The university was also very
proud of its two theological faculties. It was clear that, by inquiring
about the reasonableness of faith, they too carried out a work which is
necessarily part of the "whole" of the universitas scientiarum,
even if not everyone could share the faith which theologians seek to
correlate with reason as a whole.
If theological faculties are
to ensure that faith is reasonable, and if the end as such is more important
than the means, then this "theology" is the judgement of God in order to be
proved adaequate to reasoning. If reason is able to ensure faith and if this
is the aim of theology, then no God can be more godly than reason.

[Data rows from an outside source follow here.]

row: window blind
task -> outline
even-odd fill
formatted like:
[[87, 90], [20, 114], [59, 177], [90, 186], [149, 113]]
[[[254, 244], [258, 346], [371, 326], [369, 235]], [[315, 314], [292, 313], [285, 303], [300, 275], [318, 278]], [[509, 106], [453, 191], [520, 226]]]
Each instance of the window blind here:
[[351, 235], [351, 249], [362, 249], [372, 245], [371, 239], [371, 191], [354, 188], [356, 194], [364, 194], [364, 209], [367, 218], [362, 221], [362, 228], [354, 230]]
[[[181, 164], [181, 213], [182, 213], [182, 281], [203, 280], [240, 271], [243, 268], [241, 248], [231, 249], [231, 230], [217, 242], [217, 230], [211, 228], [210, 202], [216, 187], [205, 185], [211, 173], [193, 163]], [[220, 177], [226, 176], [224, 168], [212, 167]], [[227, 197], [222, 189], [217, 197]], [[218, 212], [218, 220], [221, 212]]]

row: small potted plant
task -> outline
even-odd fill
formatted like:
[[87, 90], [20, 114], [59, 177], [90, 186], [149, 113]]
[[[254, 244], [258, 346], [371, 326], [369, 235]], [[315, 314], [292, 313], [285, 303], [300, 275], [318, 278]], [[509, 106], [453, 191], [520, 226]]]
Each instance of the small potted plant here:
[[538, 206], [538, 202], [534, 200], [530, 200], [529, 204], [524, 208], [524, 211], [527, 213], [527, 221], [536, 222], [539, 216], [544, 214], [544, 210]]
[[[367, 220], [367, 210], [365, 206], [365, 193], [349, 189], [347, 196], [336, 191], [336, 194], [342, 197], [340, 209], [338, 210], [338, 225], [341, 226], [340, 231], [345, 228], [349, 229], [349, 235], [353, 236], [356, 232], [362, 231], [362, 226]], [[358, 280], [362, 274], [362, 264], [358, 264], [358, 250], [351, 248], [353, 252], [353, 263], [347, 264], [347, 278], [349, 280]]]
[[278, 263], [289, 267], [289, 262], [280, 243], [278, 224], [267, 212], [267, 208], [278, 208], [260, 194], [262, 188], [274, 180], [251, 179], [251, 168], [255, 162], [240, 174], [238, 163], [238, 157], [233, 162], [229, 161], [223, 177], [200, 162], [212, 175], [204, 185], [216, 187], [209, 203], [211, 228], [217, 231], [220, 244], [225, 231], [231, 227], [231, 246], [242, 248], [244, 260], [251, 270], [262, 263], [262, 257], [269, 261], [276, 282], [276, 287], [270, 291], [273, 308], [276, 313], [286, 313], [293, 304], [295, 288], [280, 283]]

The
dividing, equating, comparing and handling power of reason is the ultimate
and most certainly godly reality we have and can have experience of. As we
will see, after a while the pope criticizes Descartes!, which means that he
has no idea whatever of the ways of his thinking, which is why I'm talking
about him being innocent in his madness.
Byzantiumincorporated reasoning simultaneously transcending it on the higher level of real
Theology, not seeing in reasoning more than an inferior power of mind and an
aid to define errors and explain truth. This explanation does not regard
anyone, but only people who should have other and more important presuppositions of approaching truth
beyond reasoning and even beyond
sentiments, that is, in the manifestation of divine wisdom which is
Christ himself. The pope tries to infuse a 'theology' cut down as a
scientific ideology, into the 'whole' of the 'universitas scientiarum'. This
way he does not adopt the Byzantine mentality, but he refuses it. In
Byzantium reason and faith were not opposing each other, and they
were not on the same level with each other, they did not belong in any
'whole' of 'universitas scientiarum', which is why theology was not
being taught at the Byzantine 'university'.